Я увязался за ней внушать старушке, что на московской таможне цыплятам учинят страстный обыск, и те подохнут от стыда, поскольку, в отличие от меня, не способны мыслить абстрактно. Но увидев ее, я опешил: Поля Смирницкая!

...Зимой 79-го, приехав в Вильнюс, я с поезда поспешил в синагогу недалеко от вокзала. Стремясь поспеть к вечерней молитве, молиться я не собирался: вместо талеса и кипы в моей заплечной сумке лежали литровая бутылка домашней водки и потертая фотокамера "Практика". Бросив работу и забросив семью, я уже второй год колесил по стране из города в город, ночуя где попало, - в квартирах случайных спутниц по поезду, в заброшенных товарных вагонах, в синагогальных пристройках, и лишь в крайних случаях - в гостиницах или у знакомых. Я жил тогда тайной, бродяжнической жизнью, населенной подлецами и праведниками, брехунами и мыслителями, кутилами и скрягами, убийцами и добряками, замерзающими в жару стариками и буйствующими в стужу самками. Чего искал - не ясно и сейчас: поиск несовместим с понятием смысла, и по-настоящему живешь только когда живешь, чтобы быть живым. Но поскольку жизнь ограничена во времени и пространстве, я постоянно измышлял цель, движение к которой рождало иллюзию упорядоченности бытия. Каждый раз, однако, приблизившаяся цель обнаруживала свое истинное, глупое, естество, и ликование по случаю добытого трофея сменялось опустошенностью, испытываемой школьником, напевшим учительнице музыки заученный гимн и получившим пятерку.

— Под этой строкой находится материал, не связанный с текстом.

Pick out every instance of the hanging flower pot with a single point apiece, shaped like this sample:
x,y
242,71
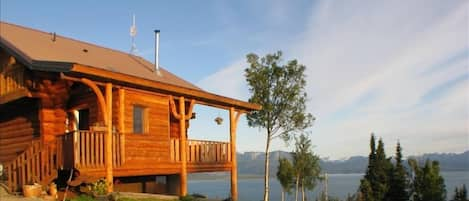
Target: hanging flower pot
x,y
219,120
33,190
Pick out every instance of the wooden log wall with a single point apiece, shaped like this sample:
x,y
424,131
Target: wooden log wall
x,y
18,128
147,148
12,74
38,164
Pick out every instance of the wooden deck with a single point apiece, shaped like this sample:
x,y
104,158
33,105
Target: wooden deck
x,y
85,151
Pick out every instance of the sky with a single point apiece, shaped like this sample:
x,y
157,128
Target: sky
x,y
399,69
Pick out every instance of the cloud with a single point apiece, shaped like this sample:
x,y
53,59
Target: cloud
x,y
398,69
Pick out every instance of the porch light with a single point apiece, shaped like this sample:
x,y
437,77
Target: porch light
x,y
219,120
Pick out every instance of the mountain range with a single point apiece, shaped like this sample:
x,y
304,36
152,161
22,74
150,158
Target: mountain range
x,y
252,163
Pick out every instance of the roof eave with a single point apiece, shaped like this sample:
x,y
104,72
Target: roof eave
x,y
201,96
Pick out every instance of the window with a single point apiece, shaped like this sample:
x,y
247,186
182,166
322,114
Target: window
x,y
140,123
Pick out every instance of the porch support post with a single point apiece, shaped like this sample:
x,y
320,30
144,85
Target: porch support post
x,y
108,156
183,145
234,117
182,116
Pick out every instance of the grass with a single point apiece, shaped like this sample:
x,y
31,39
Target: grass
x,y
140,199
85,197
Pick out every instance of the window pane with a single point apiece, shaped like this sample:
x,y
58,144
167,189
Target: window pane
x,y
138,119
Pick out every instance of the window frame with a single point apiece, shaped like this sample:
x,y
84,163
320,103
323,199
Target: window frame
x,y
144,119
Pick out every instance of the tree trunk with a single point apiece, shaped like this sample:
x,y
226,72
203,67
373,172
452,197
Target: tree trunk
x,y
266,169
302,191
283,195
296,186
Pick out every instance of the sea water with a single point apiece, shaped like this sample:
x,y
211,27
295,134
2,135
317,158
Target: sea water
x,y
339,185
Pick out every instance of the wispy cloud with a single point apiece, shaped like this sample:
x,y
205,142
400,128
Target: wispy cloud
x,y
398,69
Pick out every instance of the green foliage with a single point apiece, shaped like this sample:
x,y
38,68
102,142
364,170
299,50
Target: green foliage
x,y
280,90
460,194
365,191
377,173
398,179
141,199
83,197
305,163
285,174
427,183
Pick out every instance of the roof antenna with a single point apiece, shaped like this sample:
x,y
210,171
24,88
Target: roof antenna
x,y
157,52
53,37
133,33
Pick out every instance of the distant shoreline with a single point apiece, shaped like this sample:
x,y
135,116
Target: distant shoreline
x,y
222,176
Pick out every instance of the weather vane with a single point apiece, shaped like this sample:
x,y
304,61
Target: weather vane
x,y
133,33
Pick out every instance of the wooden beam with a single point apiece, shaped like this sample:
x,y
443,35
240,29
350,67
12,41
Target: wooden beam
x,y
121,93
201,96
183,147
14,96
108,156
234,117
172,105
191,106
99,95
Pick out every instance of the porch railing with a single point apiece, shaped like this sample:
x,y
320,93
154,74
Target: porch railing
x,y
86,149
202,151
37,164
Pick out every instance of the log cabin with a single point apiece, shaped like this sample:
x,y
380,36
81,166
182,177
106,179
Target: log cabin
x,y
68,105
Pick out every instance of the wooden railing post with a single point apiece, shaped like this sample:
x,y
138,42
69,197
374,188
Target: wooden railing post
x,y
182,117
234,117
108,157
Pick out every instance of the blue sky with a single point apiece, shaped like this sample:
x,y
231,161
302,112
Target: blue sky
x,y
398,69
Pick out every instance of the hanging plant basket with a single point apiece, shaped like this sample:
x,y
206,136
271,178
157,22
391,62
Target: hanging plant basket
x,y
219,120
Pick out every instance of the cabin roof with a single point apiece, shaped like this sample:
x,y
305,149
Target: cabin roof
x,y
44,51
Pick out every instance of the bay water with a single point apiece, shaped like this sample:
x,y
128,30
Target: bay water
x,y
339,186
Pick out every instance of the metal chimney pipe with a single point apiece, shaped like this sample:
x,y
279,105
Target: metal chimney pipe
x,y
157,52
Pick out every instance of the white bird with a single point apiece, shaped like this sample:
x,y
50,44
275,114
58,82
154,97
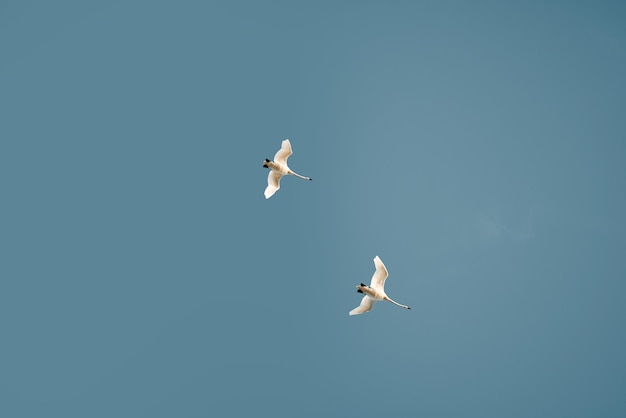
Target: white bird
x,y
279,168
375,291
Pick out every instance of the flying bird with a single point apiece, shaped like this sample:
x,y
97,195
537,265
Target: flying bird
x,y
375,291
279,168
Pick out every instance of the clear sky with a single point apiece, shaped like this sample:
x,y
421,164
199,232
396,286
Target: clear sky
x,y
478,148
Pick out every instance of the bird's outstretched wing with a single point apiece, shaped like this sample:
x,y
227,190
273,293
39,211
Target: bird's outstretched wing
x,y
283,153
367,303
380,275
273,183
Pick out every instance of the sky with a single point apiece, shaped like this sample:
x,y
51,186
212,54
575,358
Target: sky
x,y
477,147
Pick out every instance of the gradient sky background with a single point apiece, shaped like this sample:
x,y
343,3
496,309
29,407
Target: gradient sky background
x,y
477,147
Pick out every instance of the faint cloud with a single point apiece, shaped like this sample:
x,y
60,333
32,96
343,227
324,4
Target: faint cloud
x,y
492,227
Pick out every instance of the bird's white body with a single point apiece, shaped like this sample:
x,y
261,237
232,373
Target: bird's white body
x,y
375,291
279,168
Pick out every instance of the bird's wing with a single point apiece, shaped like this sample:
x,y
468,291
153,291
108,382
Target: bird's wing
x,y
273,183
283,153
367,303
380,275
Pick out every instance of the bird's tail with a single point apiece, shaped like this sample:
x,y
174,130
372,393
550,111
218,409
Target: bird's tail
x,y
388,299
293,173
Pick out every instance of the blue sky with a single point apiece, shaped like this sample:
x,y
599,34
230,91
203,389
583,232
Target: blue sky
x,y
478,149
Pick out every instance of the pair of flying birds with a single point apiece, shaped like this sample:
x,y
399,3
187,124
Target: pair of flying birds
x,y
376,290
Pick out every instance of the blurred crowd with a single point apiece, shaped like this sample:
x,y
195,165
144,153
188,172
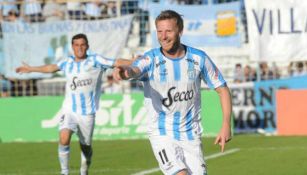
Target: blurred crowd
x,y
53,10
248,73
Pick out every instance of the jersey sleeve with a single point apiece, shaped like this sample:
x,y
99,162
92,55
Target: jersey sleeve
x,y
103,61
211,74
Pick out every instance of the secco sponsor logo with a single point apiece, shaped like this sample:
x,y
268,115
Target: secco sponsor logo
x,y
173,96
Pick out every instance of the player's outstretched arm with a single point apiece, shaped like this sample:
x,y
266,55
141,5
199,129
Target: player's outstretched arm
x,y
225,133
25,68
126,72
122,62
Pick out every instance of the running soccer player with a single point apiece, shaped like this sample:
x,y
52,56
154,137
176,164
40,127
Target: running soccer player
x,y
172,77
83,81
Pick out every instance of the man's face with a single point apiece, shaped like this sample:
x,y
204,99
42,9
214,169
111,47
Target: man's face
x,y
168,34
79,47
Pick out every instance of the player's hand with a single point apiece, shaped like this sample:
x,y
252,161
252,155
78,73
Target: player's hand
x,y
120,73
224,136
23,69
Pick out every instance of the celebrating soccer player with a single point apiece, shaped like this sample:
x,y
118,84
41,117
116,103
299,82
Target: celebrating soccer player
x,y
83,74
172,77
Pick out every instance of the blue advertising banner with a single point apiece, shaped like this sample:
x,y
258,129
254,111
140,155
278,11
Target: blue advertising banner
x,y
213,26
254,104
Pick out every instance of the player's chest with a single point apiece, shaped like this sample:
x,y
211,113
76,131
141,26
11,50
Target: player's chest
x,y
184,70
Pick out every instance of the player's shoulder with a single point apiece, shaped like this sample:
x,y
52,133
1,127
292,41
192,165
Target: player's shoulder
x,y
67,59
196,52
153,52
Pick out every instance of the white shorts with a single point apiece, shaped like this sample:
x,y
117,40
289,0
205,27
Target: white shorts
x,y
174,156
82,125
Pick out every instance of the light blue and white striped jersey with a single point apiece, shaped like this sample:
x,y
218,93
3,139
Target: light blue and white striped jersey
x,y
172,91
83,83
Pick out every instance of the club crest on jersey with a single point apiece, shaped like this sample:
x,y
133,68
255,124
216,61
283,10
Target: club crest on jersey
x,y
163,72
192,61
160,63
191,74
173,96
79,83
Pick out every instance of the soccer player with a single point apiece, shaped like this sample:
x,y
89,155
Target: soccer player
x,y
83,81
172,77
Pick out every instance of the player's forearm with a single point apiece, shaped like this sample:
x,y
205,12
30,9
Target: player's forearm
x,y
44,69
122,62
226,104
133,72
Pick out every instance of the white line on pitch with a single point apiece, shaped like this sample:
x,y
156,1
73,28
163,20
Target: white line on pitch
x,y
212,156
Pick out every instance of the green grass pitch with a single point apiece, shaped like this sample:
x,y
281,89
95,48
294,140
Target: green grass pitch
x,y
252,155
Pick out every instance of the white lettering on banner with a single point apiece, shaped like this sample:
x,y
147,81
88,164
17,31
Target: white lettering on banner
x,y
52,36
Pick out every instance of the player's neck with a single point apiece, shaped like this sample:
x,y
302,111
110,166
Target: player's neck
x,y
176,52
79,59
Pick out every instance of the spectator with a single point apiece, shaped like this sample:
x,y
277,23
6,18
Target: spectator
x,y
93,10
290,69
5,86
12,16
299,69
238,74
249,74
32,11
275,71
53,11
144,24
111,8
265,72
75,10
6,6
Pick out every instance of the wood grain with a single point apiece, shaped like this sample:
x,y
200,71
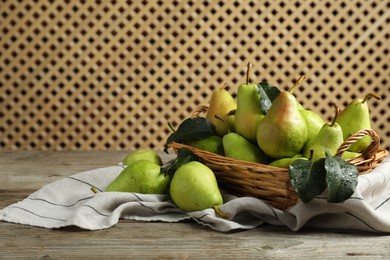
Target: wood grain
x,y
155,240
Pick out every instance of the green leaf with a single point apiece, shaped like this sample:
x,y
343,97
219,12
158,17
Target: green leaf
x,y
307,178
183,156
268,93
341,178
191,129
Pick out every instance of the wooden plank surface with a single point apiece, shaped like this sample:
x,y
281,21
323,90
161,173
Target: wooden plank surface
x,y
22,172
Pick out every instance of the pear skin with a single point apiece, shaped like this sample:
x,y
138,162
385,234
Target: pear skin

8. Действительно ли изгнание есть беда, а исход - праздник?...

...В 22 года я умирал от сердечной болезни и выжил, наверное, благодаря дерзости, воспитанной во мне любовью моего деда. Поразившись моей живучести, врачи, однако, не решились отпустить мне больше 10 лет. Все эти годы меня обуревала жажда быстрого успеха у мудрецов, женщин, друзей и властей. По истечении срока я, как выяснилось, добился всего, что умел хотеть. Если бы не наглый поединок с болезнью в форме полного к ней пренебрежения, если бы не разрушающая тяга к непостижимому и, наконец, неизживаемая драма моего происхождения, - я бы назвал себя божьим баловнем.

Моя преданность жене, наиболее совершенной из известных мне женщин, возбуждала их и превращала в незащитимую добычу, которую я преследовал по мере того, как осознавал в себе растущую потребность к бесконечному перевоплощению. Мое полусерьезное презрение к деньгам, дипломам, привилегиям и прочим символам благоденствия я выражал не в бегстве от них, но в самоуверенной погоне за ними, уподобляясь охотнику, который, набив сумку подстреленной дичью, продолжает стрелять, но уже ленится проследить взглядом куда упала добыча. Лицедейство превратилось в главную радость бытия. Воплощаясь в кого-нибудь другого, я не только преодолевал все, что меня во мне тяготило, но застигал мир вокруг себя с неожиданной стороны, и тем самым обеспечивал его податливость. Жизнь обрела беспредельную емкость, ничто не казалось недостижимым, и безалаберность по отношению к существованию обернулась свободой от него.

Я научился удлинять век умножением количества ролей, которые выбирал, и успокаивал себя тем, что цельность характера скрывает скудость фантазии или недостаток храбрости. Почти тотчас же по истечении отпущенного врачами срока я решился на опрометчивый поступок. Сочинив наспех "философский текст" о том, будто жизнь подвержена энергии прогресса, то есть отдаления от прошлого к будущему, я выдвинул его на соискание высшей научной почести "доктор наук". Наиболее тщеславные из коллег решались на это в позднем возрасте, но я спешил, и в 33 года, самый молодой в истории страны, эту "почесть" я заимел.